Bronchitis it the most common cause of chronic cough in children. Bronchitis can pose a serious risk to a child’s health. In fact, bronchitis in children is very common, as it is in infants and the elderly, because they have weaker immune systems than adults do. But what exactly is bronchitis and what are bronchitis symptoms to look for and different bronchitis treatment options?
What is Bronchitis?
Bronchitis is a condition in which the lining of the bronchial tubes that connect the trachea (windpipe) to the lungs becomes inflamed. The bronchial tube lining protects an individual’s respiratory system, which is comprised of the organs and tissues involved in breathing.
Because of this inflammation, bronchitis makes it more difficult for air to pass in and out through the lungs. Bronchitis also causes tissue irritation and an excessive production of mucous in the lining of the bronchial tubes.

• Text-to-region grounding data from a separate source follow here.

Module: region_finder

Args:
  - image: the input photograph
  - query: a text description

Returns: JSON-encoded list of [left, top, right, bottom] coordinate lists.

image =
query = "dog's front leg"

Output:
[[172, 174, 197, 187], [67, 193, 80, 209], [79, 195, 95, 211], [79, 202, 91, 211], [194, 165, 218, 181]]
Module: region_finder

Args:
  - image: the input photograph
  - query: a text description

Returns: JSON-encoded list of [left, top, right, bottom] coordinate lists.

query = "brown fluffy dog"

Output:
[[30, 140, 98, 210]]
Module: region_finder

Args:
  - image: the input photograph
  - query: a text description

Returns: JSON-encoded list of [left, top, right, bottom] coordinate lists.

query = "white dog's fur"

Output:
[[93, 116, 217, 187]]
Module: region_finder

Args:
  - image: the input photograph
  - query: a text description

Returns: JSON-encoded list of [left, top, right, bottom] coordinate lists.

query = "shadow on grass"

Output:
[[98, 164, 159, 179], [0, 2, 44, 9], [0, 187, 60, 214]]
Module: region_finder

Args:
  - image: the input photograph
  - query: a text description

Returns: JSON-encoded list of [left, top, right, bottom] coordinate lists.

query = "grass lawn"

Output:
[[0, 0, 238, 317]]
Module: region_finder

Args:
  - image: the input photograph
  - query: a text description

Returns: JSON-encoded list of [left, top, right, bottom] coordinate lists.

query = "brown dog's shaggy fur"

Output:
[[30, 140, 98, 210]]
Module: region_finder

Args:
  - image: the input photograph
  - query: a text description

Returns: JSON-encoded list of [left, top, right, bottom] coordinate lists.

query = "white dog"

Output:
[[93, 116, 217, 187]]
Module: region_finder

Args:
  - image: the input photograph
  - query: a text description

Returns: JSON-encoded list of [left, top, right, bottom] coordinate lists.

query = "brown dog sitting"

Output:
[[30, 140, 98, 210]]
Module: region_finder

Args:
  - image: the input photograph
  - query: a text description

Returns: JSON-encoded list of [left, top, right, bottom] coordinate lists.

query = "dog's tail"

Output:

There are two types of bronchitis: acute bronchitis and chronic bronchitis:
acute. Acute bronchitis usually shows a swift onset of emotions. While it can be severe, symptoms generally only last at most for a few weeks. Viral infection is usually the cause of acute bronchitis. chronic. Chronic bronchitis can range from mild to severe and is more long term, with symptoms lasting from several months to years. In chronic bronchitis, the bronchial tubes are persistently inflamed and irritated, making the child more vulnerable to bacterial infections of the lungs and airway, including pneumonia. A child is at particular risk for bronchitis-related pneumonia if he is exposed to second hand smoke over a long period of time or if the child smokes.
Children with repeated bouts of bronchitis may actually have asthma.
The most common symptom of bronchitis is a cough that is dry and persistent in nature and that in some cases can bring up thick mucous that is yellow, green or white in color.
Other bronchitis symptoms include:
- feelings of illness
- fever that is usually mid in nature
- tightness or soreness in the chest
Causes of Bronchitis
One of any number of viruses that cause respiratory infection can lead to bronchitis in children, including a cold.
In addition, if a child comes into contact with the germs of person infected with bronchitis, the child is at an increased risk of developing the illness. Bronchitis can be spread either by coughing or by touching the eyes, mouth or nose after coming into contact with the respiratory fluids of an infected person.
The first step in the treatment of bronchitis is diagnosis. A physical exam will be conducted during which the doctor will use a stethoscope to examine the child’s level of congestion as well as whether any wheezing occurs. A spirometry (a type of pulmonary function test that measures breathing) will often also be conducted in order to rule out asthma.
Antibiotics are usually not prescribed because antibiotics can only target bacteria, not viruses, which are the cause of bronchitis.
Bed rest and plenty of fluids will be recommended, in addition to cough medicine to relieve bronchitis symptoms.
The best way to prevent bronchitis is to teach a child to wash her hands before and after eating meals.
In addition, teaching your child about the risks of smoking can help prevent your child from starting to smoke while it is also important if parents do not smoke.